Posted on 2014年8月18日
by 河野順一
「先生はえらい」 (ちくまプリマー新書) [新書]
内田樹 著
今時の小学生は、受験の現代国語の読解で、こんな文書を読んでいるのだと、職員が教えてくれた。表題の書籍につき、興味をそそるくだりがあったので紹介したい。
「学ぶというのは創造的な仕事です。
それが創造的であるのは、同じ先生から同じことを学ぶ生徒は二人といないからです。
だからこそ、私たちは学ぶのです。
私たちが学ぶのは、万人向けの有用な知識や技術を習得するためではありません。自分がこの世界でただひとりのかけがえのない存在であるという事実を確認するために私たちは学ぶのです。
私たちが先生を敬愛するのは、先生が唯一無二性の保証人であるからです。

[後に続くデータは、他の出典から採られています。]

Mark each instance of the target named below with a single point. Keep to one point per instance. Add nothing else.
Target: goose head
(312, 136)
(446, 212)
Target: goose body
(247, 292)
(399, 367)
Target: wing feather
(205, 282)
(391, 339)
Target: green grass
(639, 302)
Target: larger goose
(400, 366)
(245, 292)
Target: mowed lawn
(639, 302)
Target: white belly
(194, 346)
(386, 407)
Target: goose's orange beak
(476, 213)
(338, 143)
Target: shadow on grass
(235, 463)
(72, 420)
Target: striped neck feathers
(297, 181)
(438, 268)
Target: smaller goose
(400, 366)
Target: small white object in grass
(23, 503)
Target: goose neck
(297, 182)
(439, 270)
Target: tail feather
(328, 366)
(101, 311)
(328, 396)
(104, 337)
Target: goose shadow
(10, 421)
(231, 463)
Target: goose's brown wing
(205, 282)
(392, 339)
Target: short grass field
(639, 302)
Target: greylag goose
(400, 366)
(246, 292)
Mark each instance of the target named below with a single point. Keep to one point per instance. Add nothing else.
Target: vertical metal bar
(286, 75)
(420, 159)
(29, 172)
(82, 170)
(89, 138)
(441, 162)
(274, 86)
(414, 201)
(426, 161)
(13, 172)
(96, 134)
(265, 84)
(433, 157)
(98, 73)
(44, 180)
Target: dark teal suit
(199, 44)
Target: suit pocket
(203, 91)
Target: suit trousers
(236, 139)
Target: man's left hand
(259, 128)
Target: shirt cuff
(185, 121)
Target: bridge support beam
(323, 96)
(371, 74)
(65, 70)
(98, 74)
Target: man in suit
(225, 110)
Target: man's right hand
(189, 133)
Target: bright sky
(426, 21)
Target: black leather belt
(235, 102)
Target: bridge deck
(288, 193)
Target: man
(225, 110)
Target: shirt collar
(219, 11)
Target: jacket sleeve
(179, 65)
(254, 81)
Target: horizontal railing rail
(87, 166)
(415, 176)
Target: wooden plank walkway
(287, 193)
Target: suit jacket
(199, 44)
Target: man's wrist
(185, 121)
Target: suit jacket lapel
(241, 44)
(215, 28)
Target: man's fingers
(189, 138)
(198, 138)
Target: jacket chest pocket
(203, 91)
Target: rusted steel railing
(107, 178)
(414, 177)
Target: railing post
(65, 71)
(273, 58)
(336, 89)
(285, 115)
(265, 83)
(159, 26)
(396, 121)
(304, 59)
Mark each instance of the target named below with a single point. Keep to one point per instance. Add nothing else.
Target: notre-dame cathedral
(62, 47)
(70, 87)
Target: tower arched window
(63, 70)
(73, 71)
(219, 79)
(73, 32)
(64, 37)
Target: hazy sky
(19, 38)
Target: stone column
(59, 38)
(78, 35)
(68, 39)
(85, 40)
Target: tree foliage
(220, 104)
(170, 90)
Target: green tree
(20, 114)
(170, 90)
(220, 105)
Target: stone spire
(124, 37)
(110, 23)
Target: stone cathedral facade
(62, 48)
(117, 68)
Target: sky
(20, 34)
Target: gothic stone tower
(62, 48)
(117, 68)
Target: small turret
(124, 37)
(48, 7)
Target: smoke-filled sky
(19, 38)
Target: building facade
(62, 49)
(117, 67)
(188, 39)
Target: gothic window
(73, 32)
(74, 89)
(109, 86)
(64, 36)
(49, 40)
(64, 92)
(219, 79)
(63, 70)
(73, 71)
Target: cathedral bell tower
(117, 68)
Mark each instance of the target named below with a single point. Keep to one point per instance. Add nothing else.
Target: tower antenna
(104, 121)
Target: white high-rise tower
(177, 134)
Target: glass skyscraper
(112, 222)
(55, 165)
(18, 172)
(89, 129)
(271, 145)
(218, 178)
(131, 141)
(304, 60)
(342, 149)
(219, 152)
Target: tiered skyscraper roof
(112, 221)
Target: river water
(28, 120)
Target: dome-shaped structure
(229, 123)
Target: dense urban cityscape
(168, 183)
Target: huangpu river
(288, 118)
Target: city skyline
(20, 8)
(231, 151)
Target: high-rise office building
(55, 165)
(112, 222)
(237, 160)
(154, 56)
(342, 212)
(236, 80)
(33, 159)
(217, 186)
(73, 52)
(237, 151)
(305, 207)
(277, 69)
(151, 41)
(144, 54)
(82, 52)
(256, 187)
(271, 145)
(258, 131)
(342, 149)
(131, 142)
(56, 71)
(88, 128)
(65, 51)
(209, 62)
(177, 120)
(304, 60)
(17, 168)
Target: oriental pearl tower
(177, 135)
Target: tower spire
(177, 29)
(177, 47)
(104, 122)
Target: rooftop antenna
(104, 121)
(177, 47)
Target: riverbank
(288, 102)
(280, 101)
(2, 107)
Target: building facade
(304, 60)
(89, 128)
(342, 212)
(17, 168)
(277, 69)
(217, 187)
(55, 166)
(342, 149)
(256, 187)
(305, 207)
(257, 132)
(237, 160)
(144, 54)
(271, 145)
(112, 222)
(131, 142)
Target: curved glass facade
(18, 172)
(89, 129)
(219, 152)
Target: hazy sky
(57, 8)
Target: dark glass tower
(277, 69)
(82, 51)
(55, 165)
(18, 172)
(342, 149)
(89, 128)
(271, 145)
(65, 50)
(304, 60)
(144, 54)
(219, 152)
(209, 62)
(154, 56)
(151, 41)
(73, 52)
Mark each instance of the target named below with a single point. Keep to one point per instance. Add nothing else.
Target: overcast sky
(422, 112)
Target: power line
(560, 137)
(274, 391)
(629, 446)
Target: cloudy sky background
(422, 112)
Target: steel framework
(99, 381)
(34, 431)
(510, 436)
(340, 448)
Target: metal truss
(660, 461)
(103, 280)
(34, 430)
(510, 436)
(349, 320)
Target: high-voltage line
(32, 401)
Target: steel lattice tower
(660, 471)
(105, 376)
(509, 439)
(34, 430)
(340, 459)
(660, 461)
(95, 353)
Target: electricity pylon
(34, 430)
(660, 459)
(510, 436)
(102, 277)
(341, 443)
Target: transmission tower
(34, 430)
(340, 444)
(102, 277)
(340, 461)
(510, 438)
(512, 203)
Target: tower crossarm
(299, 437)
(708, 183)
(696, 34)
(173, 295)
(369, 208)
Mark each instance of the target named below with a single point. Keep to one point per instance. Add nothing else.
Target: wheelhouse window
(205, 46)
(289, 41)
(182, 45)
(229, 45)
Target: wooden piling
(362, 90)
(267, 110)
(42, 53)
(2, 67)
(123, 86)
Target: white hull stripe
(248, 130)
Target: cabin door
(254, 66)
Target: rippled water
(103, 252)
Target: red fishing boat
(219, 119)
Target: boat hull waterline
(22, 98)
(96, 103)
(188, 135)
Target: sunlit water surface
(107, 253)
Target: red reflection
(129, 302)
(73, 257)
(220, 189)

(中略)弟子たちは決して先生から同じことを学びません。ひとりひとりがその器に合わせて、それぞれ違うことを学び取ってゆくこと。それが学びの創造性、学びの主体性ということです。」
将来を担うリーダーたちは、なかなか難しい哲学に触れている。小学生の学習内容と侮れない内容である。学習項目におけるレベルと、学習に対する意欲が兼ね備わっていなければ、学習効果を上げることは難しいことは言うまでもない。
著者が述べるように、人生の中で出会った師を敬愛するのは、「自分がこの世界でただひとりのかけがえのない存在であるという事実」の生きた保証人を得る為なのである。

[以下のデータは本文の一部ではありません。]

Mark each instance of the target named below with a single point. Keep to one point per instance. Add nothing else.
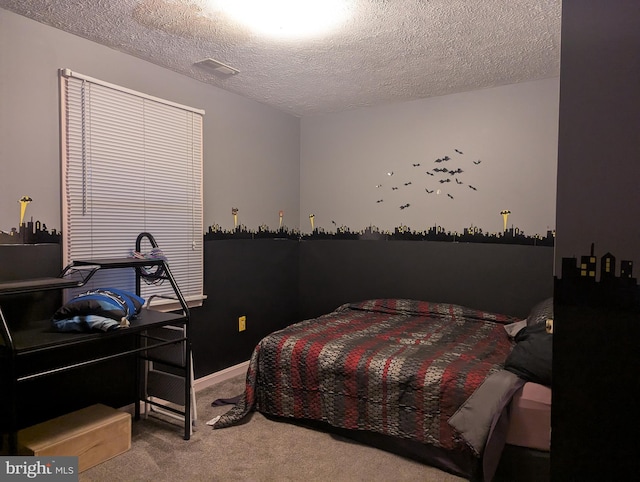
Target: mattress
(530, 417)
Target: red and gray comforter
(392, 366)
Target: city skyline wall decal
(29, 232)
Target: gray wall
(251, 151)
(599, 140)
(595, 348)
(512, 130)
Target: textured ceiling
(387, 51)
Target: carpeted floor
(258, 450)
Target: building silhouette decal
(30, 233)
(587, 285)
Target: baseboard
(220, 376)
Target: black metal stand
(38, 337)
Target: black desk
(22, 343)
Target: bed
(422, 379)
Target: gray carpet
(259, 450)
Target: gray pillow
(541, 312)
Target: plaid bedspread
(393, 366)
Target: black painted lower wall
(507, 279)
(275, 283)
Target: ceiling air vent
(217, 66)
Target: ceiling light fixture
(286, 18)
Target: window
(131, 163)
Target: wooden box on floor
(93, 434)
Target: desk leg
(138, 378)
(187, 390)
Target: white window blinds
(132, 163)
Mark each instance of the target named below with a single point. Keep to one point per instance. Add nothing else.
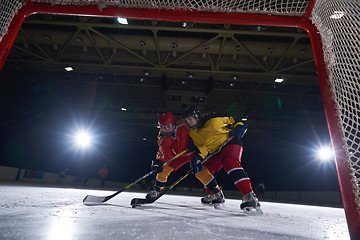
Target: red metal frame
(352, 215)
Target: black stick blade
(90, 199)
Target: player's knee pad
(234, 169)
(204, 176)
(162, 177)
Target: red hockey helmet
(166, 118)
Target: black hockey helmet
(195, 112)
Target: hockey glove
(157, 166)
(239, 131)
(196, 165)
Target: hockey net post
(332, 28)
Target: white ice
(36, 212)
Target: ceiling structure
(149, 67)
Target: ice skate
(215, 199)
(152, 194)
(250, 204)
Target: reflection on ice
(61, 227)
(29, 212)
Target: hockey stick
(139, 201)
(90, 199)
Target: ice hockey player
(207, 133)
(172, 139)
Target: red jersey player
(172, 140)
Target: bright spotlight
(325, 153)
(83, 139)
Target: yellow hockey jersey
(214, 133)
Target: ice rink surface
(37, 212)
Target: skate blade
(251, 210)
(219, 206)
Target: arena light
(325, 153)
(337, 15)
(83, 139)
(122, 20)
(69, 69)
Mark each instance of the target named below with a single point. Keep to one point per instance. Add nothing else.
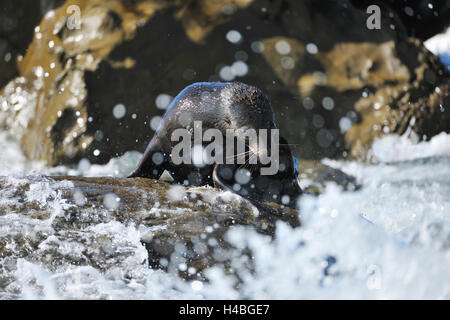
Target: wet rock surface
(334, 84)
(179, 225)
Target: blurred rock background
(95, 85)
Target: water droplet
(234, 36)
(119, 111)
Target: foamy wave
(393, 148)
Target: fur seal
(222, 106)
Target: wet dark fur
(222, 106)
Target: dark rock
(192, 218)
(335, 85)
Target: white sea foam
(389, 240)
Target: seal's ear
(153, 162)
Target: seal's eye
(227, 120)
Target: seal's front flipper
(153, 163)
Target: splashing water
(390, 239)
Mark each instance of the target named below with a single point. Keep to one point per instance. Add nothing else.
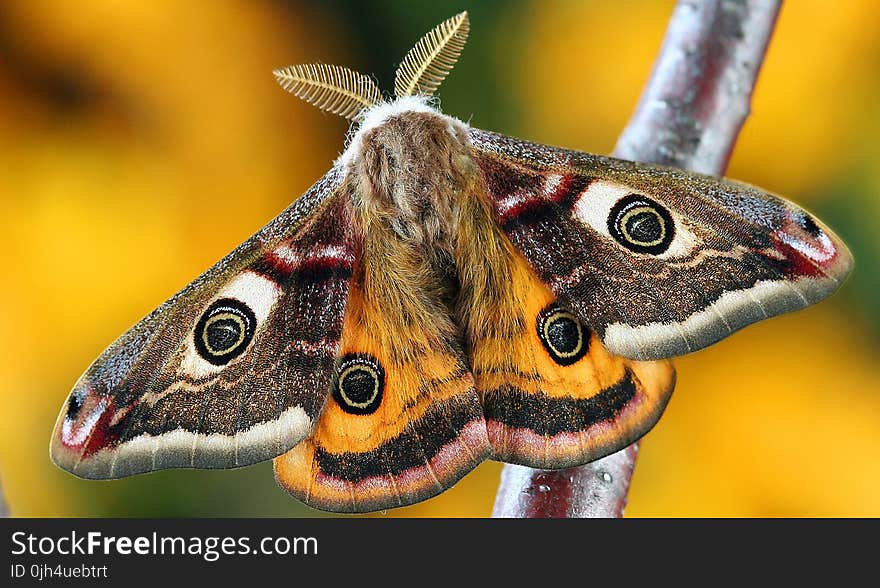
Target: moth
(442, 296)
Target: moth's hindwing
(658, 262)
(403, 421)
(553, 397)
(233, 369)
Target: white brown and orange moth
(443, 295)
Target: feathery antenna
(430, 61)
(329, 87)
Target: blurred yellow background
(141, 141)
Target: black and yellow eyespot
(224, 331)
(563, 335)
(641, 225)
(360, 381)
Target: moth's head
(357, 97)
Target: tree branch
(689, 116)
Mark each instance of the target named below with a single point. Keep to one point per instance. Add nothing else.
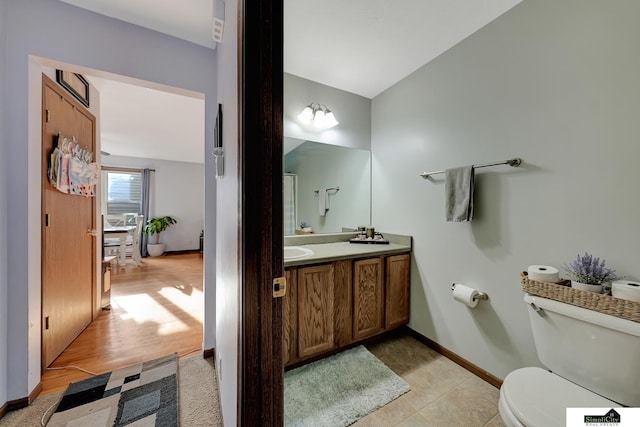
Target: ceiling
(360, 46)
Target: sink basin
(295, 252)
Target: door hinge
(279, 287)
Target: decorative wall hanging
(75, 84)
(71, 168)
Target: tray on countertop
(370, 241)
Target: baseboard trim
(182, 252)
(474, 369)
(14, 405)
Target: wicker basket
(606, 304)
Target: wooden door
(397, 276)
(68, 251)
(368, 298)
(290, 336)
(316, 322)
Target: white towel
(323, 201)
(458, 190)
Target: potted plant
(589, 273)
(157, 225)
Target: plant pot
(586, 287)
(155, 249)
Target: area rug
(339, 390)
(141, 395)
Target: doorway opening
(174, 283)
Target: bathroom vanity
(340, 293)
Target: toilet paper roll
(465, 295)
(543, 273)
(626, 289)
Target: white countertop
(324, 252)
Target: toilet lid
(539, 398)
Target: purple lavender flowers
(590, 270)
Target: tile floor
(442, 392)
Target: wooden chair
(135, 241)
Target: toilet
(592, 361)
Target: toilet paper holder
(480, 295)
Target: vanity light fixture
(317, 115)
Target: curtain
(144, 207)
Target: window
(122, 192)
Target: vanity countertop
(324, 252)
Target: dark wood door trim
(261, 357)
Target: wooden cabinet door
(290, 324)
(397, 279)
(68, 251)
(315, 310)
(368, 298)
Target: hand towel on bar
(458, 189)
(323, 201)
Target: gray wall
(352, 111)
(177, 190)
(4, 191)
(553, 82)
(83, 40)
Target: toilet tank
(595, 350)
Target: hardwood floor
(156, 309)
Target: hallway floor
(156, 309)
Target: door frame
(261, 373)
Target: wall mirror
(344, 172)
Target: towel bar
(511, 162)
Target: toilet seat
(536, 397)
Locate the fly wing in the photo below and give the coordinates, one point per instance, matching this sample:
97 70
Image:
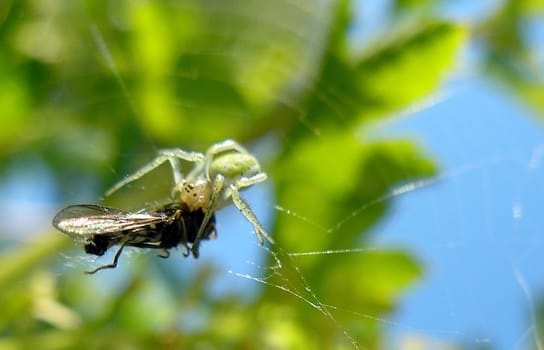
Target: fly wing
89 219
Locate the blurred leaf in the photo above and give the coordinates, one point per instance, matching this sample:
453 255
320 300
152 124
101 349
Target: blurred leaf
413 65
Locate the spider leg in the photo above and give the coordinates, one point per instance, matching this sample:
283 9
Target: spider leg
244 208
113 264
227 145
217 187
170 155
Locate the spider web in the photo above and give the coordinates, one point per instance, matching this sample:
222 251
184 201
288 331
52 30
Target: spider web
476 226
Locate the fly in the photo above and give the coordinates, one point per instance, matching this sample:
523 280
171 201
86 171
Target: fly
99 228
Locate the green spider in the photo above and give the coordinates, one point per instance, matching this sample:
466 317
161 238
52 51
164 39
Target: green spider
214 182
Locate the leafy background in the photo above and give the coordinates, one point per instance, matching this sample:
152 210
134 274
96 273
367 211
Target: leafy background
89 90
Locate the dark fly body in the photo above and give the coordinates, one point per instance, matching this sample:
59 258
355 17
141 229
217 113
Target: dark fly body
100 228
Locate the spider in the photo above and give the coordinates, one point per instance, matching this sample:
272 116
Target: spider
213 183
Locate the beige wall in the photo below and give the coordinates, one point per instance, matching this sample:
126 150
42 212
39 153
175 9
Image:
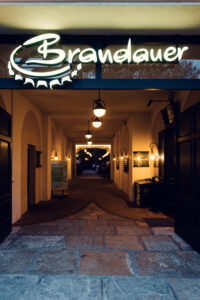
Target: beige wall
20 109
30 136
6 100
136 135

そして著者は、師弟関係の基盤につき、「この人の言葉の意味を理解し、この人の本当の深みを知っているのは私だけではないか、という幸福な誤解」と述べている。
思うに、そうした幸福な誤解が、その範疇に収まっている限りは正しい学びの方向にベクトルは向くのであろうが、そこに自己本位な邪念が存在する限り、究極、人間関係を破たんさせ、自滅の方向へベクトルが向く。少なくとも、師への恩を忘れ、未だ到底その域に達していないにもかかわらず、「出藍の誉れ」を吹聴する不届き者は、「自分がこの世界でただひとりのかけがえのない存在であるという事実」の生きた保証人を失うことになる。
深く考える習慣は、子供のころから必要である。そういた意味からすれば、中学校受験の功罪は賛否両論あるものの、子供に学びの主体性がある限り、手助けするのが周囲の大人の役割ではないかと思う。